Najbardziej chyba wyrazistym obrazem bańki jest wykres indeksu Nasdaq z lat 1990-2000. Dodam, że ATR wzrósł wtedy z 4-5 pkt na początku do ponad 180 pkt na szczycie bańki. Kształt wykresu i wolumen mówią same za siebie:
Czy bańka jest czymś złym? Moim zdaniem nie jest, o ile nie jest to bańka na dobrach związanych z realną gospodarką (waluty, towary, surowce), która została umyślnie napompowana przez kogoś z dużym portfelem. A bańka na akcjach? Nie mam nic przeciwko temu :)
Topola co powiesz o Kopeksie? Z jednej strony opuścił on obszar formacji spodka nie z tej strony z której się tego spodziewaliśmy ale młoty na 2 ostatnich sesjach i swing lows zapowiadają raczej marsz na północ. Jak Ty to widzisz?

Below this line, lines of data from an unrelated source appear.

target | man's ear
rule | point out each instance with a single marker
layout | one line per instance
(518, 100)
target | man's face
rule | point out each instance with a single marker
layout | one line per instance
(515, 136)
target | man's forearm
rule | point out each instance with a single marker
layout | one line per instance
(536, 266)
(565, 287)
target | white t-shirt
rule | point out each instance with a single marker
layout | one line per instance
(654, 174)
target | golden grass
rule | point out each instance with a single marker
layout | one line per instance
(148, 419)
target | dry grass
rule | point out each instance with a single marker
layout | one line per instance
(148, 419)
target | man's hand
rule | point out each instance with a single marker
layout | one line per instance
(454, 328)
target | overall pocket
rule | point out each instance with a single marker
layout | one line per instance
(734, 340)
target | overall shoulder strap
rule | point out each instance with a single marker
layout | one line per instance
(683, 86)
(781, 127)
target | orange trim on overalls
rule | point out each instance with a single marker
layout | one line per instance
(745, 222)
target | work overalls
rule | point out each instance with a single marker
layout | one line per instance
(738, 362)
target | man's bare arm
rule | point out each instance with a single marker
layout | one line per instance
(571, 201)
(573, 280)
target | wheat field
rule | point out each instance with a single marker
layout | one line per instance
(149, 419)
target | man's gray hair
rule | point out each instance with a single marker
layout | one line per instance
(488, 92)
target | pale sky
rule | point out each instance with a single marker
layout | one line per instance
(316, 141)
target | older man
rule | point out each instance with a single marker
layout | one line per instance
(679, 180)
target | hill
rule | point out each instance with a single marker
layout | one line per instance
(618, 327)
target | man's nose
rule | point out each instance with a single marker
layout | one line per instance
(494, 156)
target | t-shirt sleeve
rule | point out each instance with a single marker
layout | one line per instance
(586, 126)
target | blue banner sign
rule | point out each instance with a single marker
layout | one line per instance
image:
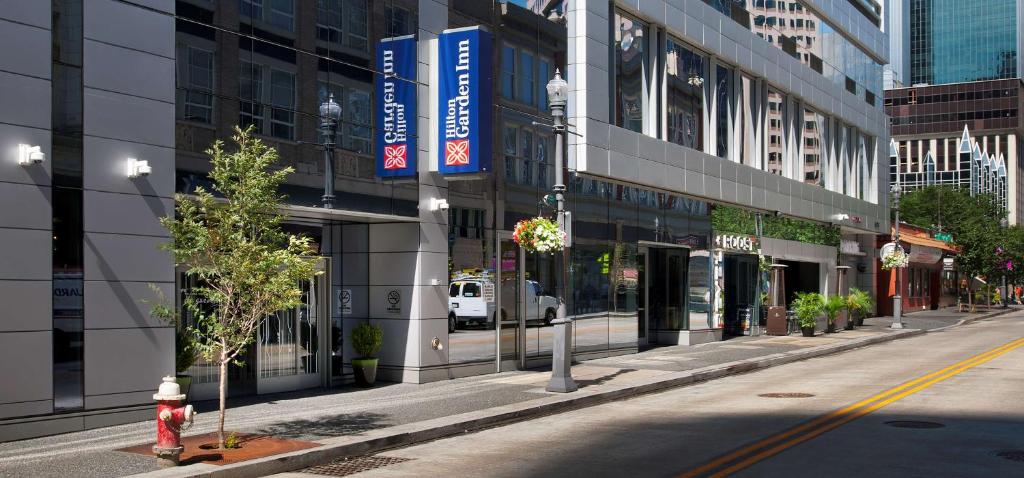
(465, 100)
(396, 106)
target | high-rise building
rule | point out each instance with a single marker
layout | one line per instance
(678, 110)
(937, 42)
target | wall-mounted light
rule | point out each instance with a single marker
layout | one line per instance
(29, 155)
(137, 168)
(438, 205)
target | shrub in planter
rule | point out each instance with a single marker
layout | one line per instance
(367, 341)
(833, 306)
(859, 303)
(808, 307)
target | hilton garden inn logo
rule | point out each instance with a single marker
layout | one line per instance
(395, 125)
(464, 101)
(457, 118)
(396, 107)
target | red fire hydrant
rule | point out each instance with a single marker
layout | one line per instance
(171, 419)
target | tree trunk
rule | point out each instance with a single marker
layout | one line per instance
(223, 395)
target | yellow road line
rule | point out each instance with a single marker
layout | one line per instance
(842, 416)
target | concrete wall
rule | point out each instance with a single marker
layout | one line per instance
(26, 323)
(128, 112)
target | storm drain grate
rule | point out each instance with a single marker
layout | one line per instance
(348, 467)
(914, 424)
(1015, 454)
(786, 395)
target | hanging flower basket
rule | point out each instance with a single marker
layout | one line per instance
(539, 234)
(895, 259)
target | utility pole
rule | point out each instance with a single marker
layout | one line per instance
(561, 360)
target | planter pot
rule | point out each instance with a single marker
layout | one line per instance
(365, 371)
(184, 383)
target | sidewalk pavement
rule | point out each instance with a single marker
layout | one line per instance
(351, 422)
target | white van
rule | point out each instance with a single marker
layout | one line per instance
(467, 303)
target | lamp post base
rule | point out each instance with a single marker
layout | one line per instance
(897, 312)
(561, 360)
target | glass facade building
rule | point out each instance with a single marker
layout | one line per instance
(954, 42)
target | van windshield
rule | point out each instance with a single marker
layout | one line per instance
(471, 290)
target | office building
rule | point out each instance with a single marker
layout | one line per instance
(678, 109)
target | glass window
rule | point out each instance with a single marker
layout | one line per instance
(526, 77)
(329, 20)
(283, 100)
(526, 157)
(631, 72)
(684, 91)
(774, 133)
(250, 94)
(812, 147)
(723, 95)
(197, 99)
(399, 20)
(282, 13)
(355, 11)
(511, 141)
(508, 72)
(251, 8)
(358, 123)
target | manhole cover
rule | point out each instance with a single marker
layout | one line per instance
(1015, 454)
(352, 466)
(913, 424)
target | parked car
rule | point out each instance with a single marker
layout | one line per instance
(469, 303)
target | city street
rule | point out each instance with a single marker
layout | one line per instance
(945, 403)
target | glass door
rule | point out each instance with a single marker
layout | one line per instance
(510, 330)
(288, 344)
(642, 297)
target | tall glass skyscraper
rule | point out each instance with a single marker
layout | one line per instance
(953, 41)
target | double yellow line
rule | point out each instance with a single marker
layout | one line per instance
(751, 454)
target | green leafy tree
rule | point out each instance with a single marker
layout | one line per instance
(973, 222)
(247, 267)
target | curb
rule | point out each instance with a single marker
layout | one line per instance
(967, 320)
(404, 435)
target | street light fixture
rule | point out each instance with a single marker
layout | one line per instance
(330, 116)
(898, 298)
(561, 360)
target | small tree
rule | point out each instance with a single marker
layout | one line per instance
(833, 306)
(247, 268)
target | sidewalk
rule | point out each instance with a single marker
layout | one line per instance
(355, 421)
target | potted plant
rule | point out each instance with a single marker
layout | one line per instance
(858, 303)
(807, 307)
(367, 341)
(185, 354)
(833, 306)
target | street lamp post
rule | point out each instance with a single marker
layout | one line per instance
(1004, 223)
(330, 116)
(561, 360)
(898, 298)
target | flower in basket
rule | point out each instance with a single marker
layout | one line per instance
(539, 234)
(895, 259)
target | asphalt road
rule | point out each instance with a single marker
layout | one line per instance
(958, 381)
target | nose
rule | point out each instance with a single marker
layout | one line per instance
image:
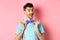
(31, 12)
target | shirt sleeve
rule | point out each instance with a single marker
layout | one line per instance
(19, 29)
(41, 29)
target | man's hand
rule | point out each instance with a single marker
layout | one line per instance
(41, 37)
(36, 25)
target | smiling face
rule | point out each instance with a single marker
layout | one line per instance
(29, 12)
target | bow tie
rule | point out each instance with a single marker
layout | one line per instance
(29, 21)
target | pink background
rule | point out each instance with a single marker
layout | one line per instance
(47, 11)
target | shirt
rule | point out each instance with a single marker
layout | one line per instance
(30, 32)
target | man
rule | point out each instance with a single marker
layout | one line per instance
(29, 29)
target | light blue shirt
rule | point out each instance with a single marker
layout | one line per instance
(29, 33)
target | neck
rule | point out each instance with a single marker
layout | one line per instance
(29, 18)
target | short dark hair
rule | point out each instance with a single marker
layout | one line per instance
(27, 5)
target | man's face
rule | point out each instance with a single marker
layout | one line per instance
(29, 12)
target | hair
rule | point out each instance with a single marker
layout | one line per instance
(27, 5)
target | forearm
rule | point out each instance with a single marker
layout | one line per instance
(19, 36)
(40, 36)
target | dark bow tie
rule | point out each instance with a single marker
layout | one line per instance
(29, 21)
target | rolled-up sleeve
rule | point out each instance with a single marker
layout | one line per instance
(41, 29)
(19, 28)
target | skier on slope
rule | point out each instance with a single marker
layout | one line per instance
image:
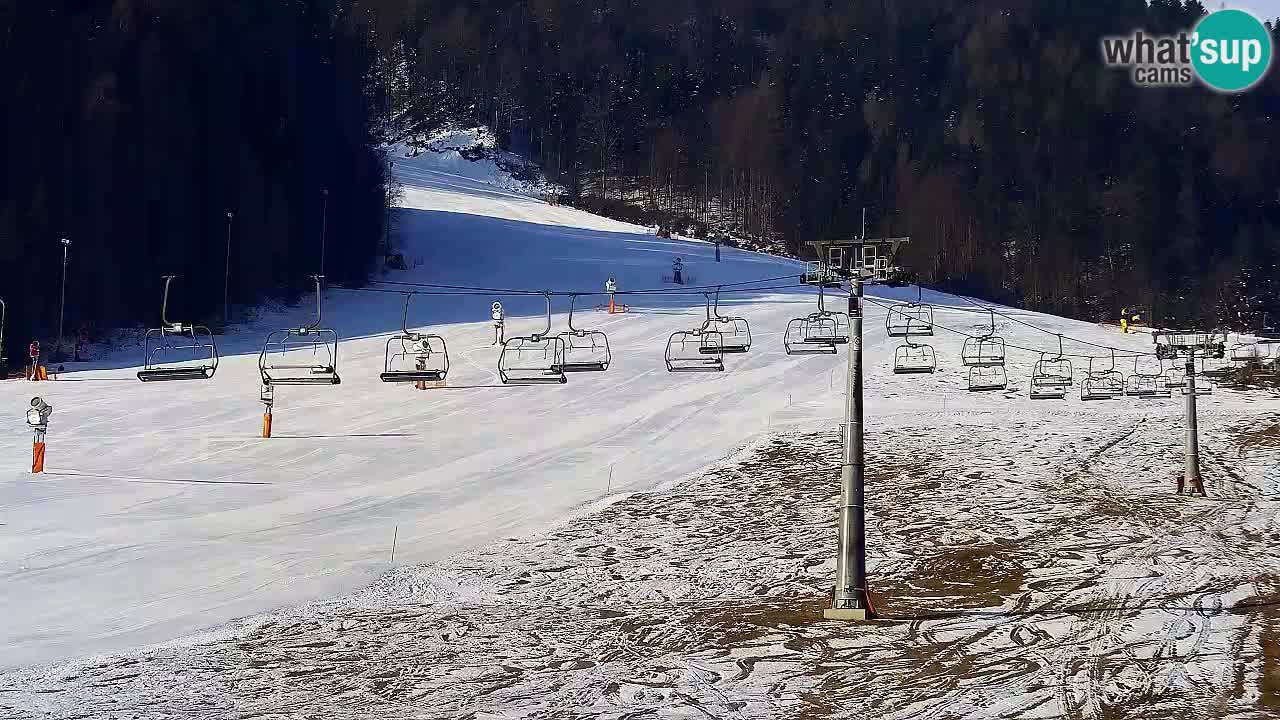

OdpowiedzUsuńTe kształty spodka rysowałem jedynie po to, żeby ukazać dynamikę cen przy formacji odwrócenia. Nie ma się co tym sugerować przy ewentualnych przebiciach.
OdpowiedzUsuńO ile swing highs i swing lows układają się w sposób sugerujący odwrócenie trendu, formacja jest ważna.
Póki co nie zrobiliśmy niższego swing low niż poprzednie, jak również ciągle aktualny jest scenariusz oRGR z lewym ramieniem w lipcu.
Tak więc na razie nie ma co panikować, w mojej ocenie nic nie zostało zanegowane, choć oczywiście obraz zmienił się na nieco bardziej negatywny.
To pisałem ja, Topola, tyle że z pracy :)
Świetny post, muszę przyznać, że najbardziej podobał mi się termin "grzanki" ;). Na potwierdzenie Twojej tezy dodam, że wystarczy spojrzeć tylko na wolumen pod wykresem. W przypadku Synthosu obroty maleją wraz z trendem wzrostowym. Nagły wybuch Drągowskiego był spowodowany potężnym jak na tą spółkę wolumenem, który wrócił potem do normy. Na wykresie Amiki wydać jednak wolumen sukcesywnie rosnący wraz z kolejnymi zwyżkami.